SMRs and AMRs

Wednesday, September 24, 2008

Paulson's Panic

By Robert J. Samuelson
Washington Post
Wednesday, September 24, 2008

Call it Paulson's Panic. That's both unfair and accurate. It's unfair because Treasury Secretary Hank Paulson didn't create the underlying conditions that led to today's financial turmoil, and the failure for not quelling it is shared by Federal Reserve Chairman Ben Bernanke. But it's also accurate, because as world financial markets verged on panic, Paulson himself panicked. He saw no remedy except a massive bailout: having the government buy up to $700 billion worth of risky bonds.
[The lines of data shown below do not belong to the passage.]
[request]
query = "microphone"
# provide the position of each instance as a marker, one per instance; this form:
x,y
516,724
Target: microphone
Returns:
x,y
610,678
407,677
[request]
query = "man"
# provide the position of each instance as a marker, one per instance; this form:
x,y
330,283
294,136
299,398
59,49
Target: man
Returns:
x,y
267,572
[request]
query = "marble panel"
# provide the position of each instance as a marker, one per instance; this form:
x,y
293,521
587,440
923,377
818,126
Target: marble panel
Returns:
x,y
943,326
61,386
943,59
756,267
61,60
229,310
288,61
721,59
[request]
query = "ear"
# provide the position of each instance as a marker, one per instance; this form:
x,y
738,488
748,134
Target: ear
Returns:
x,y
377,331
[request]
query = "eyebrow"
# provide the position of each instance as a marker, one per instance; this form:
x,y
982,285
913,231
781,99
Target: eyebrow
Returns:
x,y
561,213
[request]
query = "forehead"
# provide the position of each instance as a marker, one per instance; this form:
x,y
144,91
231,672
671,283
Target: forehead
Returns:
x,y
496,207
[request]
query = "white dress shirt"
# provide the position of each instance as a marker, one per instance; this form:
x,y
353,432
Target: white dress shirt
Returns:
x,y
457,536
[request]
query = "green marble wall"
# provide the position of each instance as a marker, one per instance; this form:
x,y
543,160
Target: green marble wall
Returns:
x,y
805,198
Historians will judge whether his outsized proposal was necessary, but the notion that its congressional enactment -- assuming that happens -- would magically end the crisis seems like wishful thinking. Americans often delude themselves that all problems can be "solved" if only government would act "boldly." This may be another example.

Contrary to much commentary, Paulson's plan would not be the largest government intervention in the private economy since World War II. That distinction still belongs to Richard Nixon's imposition of wage and price controls in August 1971. True, Paulson would socialize unprecedented amounts of private debt, but Nixon asserted control over the entire economy. What's fascinating are the possible parallels between the two episodes, starting with a shared irony: Both came from administrations committed to "free markets."

When Nixon declared the wage-price freeze -- a complete surprise because he had consistently opposed controls -- the decision proved "wildly popular," Rice University historian Allen Matusow writes in his book "Nixon's Economy." By one survey, 75 percent of Americans supported it.